Ensuite, je suis invité chez Ineke sur son bateau. Elle a vu mon post sur Facebook et m'a invité à prendre un thé sur son catamaran. Elle est aussi une yogi. Le bateau appartient à un ami qui ne peut pas l'utiliser en ce moment. Elle est à La Línea depuis deux jours. Son équipage est déjà en route à terre et elle reste pour l'instant sur le bateau jusqu'à ce qu'elle sente qu'il est temps de partir.
Je passe l'après-midi avec Ineke et nous échangeons sur toutes sortes d'expériences de voyage et de voile, mais également sur des sujets personnels et la spiritualité. Je reçois du soutien pour mon projet et j'ai l'impression de cultiver davantage de sérénité. C'est vraiment une question d'attitude intérieure. Je me sens motivé à réaliser ce que je veux vraiment. C'est une rencontre authentique avec Ineke et je me sens bien. Elle m'invite aussi à dormir sur le bateau jusqu'à ce que je trouve une possibilité de continuer mon voyage, ce que j'accepte avec plaisir. Puis je dis au revoir jusqu'au lendemain, car je suis invité à 6 heures avec Martin, Arthur et Kristof pour faire de l'escalade en salle à Gibraltar.
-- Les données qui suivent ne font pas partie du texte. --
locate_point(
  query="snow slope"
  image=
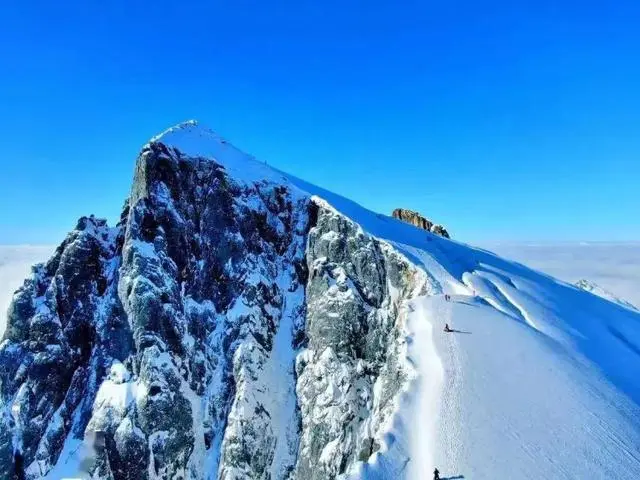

Au point de rendez-vous au camp de jungle, Evan est également là. Il vient des États-Unis et voyage en Europe depuis près de deux ans. Particulièrement aux Pays-Bas, où il est né. Il a aussi dormi dans mon auberge jusqu'à aujourd'hui. Il vit de ce qu'on lui donne, comme je l'apprendrai plus tard. Au début, je le vois comme le guide informé de notre groupe, très en phase avec lui-même dans la salle d'escalade, rassemblant les gens, puis nous grimpons beaucoup ensemble et il est complètement inspiré et motivé. Le temps passe vite dans la salle d'escalade et je me sens bien occupé. Physiquement, mais aussi socialement. Sur le chemin du retour, je m'arrête chez l'Indien - sur le conseil d'Evan. Il semble connaître tout le monde ici, bien qu'il ne soit lui-même là que depuis peu.
Alors que je mange à l'extérieur de l'auberge, Evan raconte comment il en est venu à voyager. Il est tout dans son élément et parle de l'acceptation des choses telles qu'elles sont, de la confiance en son propre chemin et du respect pour ce que nous ne pouvons pas savoir. Pour le plus grand, ce qui est inconnaissable pour nous en tant qu'êtres humains. Je me sens un peu comme Momo et j'écoute attentivement. Il semble lui-même très surpris par le flot qui sort de lui. Je prends tout comme cela vient de lui et je suis satisfait de mon dîner et de la profondeur que Evan tire de lui-même.
Puis il est temps d'aller au lit. Je suis fatigué. Le lit de mon colocataire reste inoccupé cette nuit et nos chemins se croisent ainsi sans se rencontrer.